Symptom management in patients with cirrhosis

Common symptoms seen in patients with cirrhosis include pain, itch, nausea and vomiting, anorexia, anxiety and depression, muscle cramps and fatigue.

For patients with cirrhosis who are receiving palliative care, Therapeutic Guidelines: Palliative Care provides detailed information on management of symptoms at the end of life. See Principles of palliative care for patients with chronic liver disease and individual topics on specific symptoms.

This topic outlines some considerations about symptom management specifically for patients with cirrhosis.

For management of pain, see Principles of analgesic use in patients with cirrhosis.

For management of itch, see Cholestatic itch in patients with liver disease.

For general management of nausea and vomiting, see Assessment and causes of nausea and vomiting and Antiemetic drugs in adults. For management of nausea and vomiting in patients in a palliative care setting, see Nausea and vomiting in palliative care and Anorexia, weight loss and cachexia in palliative care. In addition, for patients with cirrhosis:

  • consider draining ascites if appropriate
  • look for reversible causes (eg pancreatitis in alcohol-related liver disease).
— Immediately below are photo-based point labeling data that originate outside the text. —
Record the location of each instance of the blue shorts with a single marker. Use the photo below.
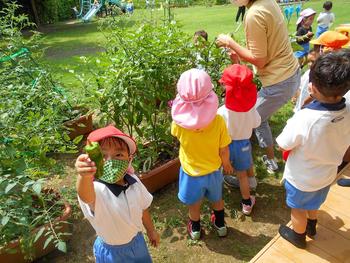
(320, 30)
(304, 52)
(305, 200)
(241, 154)
(134, 252)
(193, 188)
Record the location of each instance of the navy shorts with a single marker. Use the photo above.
(134, 252)
(305, 200)
(194, 188)
(241, 154)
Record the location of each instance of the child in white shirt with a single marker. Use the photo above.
(317, 138)
(241, 118)
(116, 204)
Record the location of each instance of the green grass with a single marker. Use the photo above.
(67, 41)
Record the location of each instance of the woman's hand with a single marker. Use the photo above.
(223, 40)
(233, 56)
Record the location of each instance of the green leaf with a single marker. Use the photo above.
(47, 241)
(78, 139)
(61, 246)
(9, 187)
(5, 220)
(39, 234)
(37, 188)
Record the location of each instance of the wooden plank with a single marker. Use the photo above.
(333, 221)
(340, 190)
(311, 254)
(331, 242)
(273, 256)
(264, 249)
(337, 203)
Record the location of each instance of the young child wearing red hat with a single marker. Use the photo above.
(241, 118)
(204, 149)
(116, 204)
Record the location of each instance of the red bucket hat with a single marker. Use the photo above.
(241, 91)
(111, 131)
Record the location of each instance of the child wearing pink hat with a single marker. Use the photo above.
(204, 141)
(304, 34)
(241, 118)
(116, 204)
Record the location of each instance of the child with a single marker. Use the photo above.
(130, 7)
(204, 144)
(304, 34)
(317, 138)
(241, 118)
(325, 19)
(328, 41)
(116, 203)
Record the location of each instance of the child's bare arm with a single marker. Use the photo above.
(225, 159)
(86, 170)
(152, 234)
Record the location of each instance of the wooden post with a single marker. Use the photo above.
(35, 12)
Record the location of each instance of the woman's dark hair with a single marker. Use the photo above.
(327, 5)
(330, 73)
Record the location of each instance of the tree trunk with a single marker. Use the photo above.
(35, 12)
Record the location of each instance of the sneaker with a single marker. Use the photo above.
(247, 209)
(232, 181)
(221, 231)
(195, 235)
(271, 164)
(296, 239)
(311, 228)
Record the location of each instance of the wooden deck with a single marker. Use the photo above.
(332, 242)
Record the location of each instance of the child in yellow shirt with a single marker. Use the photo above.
(204, 141)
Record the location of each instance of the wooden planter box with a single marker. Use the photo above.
(161, 176)
(61, 227)
(80, 126)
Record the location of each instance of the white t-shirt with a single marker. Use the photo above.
(240, 124)
(117, 220)
(303, 89)
(325, 19)
(318, 137)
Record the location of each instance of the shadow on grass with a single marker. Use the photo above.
(238, 244)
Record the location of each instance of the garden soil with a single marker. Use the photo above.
(247, 235)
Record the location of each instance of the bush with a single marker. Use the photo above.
(136, 78)
(51, 11)
(32, 111)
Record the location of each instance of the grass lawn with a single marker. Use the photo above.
(65, 42)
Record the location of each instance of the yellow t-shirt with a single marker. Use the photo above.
(199, 149)
(267, 37)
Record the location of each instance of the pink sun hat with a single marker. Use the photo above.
(196, 103)
(305, 13)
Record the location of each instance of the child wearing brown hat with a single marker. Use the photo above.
(116, 204)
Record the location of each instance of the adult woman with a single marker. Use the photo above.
(269, 50)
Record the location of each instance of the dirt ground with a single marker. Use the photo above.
(247, 235)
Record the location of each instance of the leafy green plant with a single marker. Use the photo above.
(32, 112)
(136, 81)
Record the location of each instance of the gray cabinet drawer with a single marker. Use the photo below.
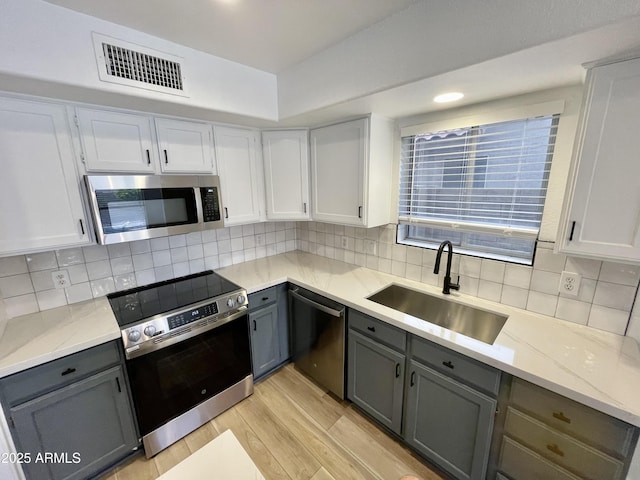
(520, 463)
(50, 376)
(613, 436)
(378, 330)
(561, 448)
(456, 365)
(263, 297)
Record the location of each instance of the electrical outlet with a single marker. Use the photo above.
(569, 283)
(60, 279)
(370, 247)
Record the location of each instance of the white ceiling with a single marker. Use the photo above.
(269, 35)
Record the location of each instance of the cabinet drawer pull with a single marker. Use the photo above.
(554, 448)
(573, 228)
(560, 416)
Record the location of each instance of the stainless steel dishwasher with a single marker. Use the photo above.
(317, 338)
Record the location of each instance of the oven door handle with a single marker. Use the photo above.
(319, 306)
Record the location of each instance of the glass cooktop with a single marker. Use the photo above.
(140, 303)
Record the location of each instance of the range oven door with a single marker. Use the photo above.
(168, 382)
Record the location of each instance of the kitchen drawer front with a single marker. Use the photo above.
(520, 463)
(613, 436)
(38, 380)
(561, 448)
(454, 364)
(262, 298)
(378, 330)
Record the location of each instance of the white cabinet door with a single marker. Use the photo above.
(286, 174)
(39, 187)
(338, 156)
(117, 142)
(603, 218)
(185, 147)
(240, 175)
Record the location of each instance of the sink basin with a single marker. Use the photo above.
(470, 321)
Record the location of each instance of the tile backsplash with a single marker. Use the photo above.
(605, 297)
(27, 286)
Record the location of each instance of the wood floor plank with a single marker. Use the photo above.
(324, 408)
(170, 457)
(296, 460)
(257, 450)
(373, 454)
(322, 474)
(139, 468)
(200, 437)
(335, 459)
(377, 434)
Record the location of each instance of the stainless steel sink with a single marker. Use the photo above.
(470, 321)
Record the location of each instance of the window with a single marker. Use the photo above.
(481, 187)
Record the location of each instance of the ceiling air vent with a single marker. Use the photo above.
(136, 66)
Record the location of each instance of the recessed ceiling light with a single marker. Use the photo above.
(448, 97)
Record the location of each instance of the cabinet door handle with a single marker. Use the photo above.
(560, 416)
(573, 229)
(554, 448)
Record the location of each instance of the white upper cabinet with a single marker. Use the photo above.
(39, 188)
(241, 175)
(117, 142)
(351, 172)
(602, 210)
(185, 146)
(286, 174)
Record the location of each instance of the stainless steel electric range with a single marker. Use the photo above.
(188, 354)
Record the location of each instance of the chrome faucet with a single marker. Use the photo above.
(447, 276)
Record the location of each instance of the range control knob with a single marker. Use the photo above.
(150, 331)
(134, 335)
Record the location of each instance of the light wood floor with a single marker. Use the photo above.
(294, 430)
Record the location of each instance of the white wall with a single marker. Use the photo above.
(49, 43)
(422, 41)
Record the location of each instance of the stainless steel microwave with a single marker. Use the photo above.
(136, 207)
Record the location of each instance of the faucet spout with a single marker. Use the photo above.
(448, 285)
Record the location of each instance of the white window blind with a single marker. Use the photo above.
(487, 180)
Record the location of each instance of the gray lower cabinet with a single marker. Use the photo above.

For management of anxiety and depression, see Psychological symptoms in palliative care for advice on nonpharmacological management. In addition, for patients with cirrhosis:

  • exclude uncontrolled hepatic encephalopathy
  • if drug therapy is required, carefully consider possible adverse effects when selecting a drug. If a benzodiazepine is used for anxiety, oxazepam is the preferred drug, starting with a low dose.

For management of muscle cramps in patients with cirrhosis:

  • stop or reduce diuretics when possible and correct electrolyte abnormalities
  • there is limited evidence for the use of taurine, zinc, magnesium, baclofenRogal 2022, branched-chained amino acids and vitamin E (vitamin E should not be used in decompensated cirrhosis).

For management of fatigue in patients with cirrhosis:

  • look for reversible causes such as poorly controlled encephalopathy, obstructive sleep apnoea and iron deficiency (this is common in portal hypertension but should nevertheless be investigated if present)
  • consider hepatocellular carcinoma (and ensure 6-monthly surveillance for hepatocellular carcinoma is performed)
  • if reversible causes are treated or excluded, see Fatigue in palliative care for further advice.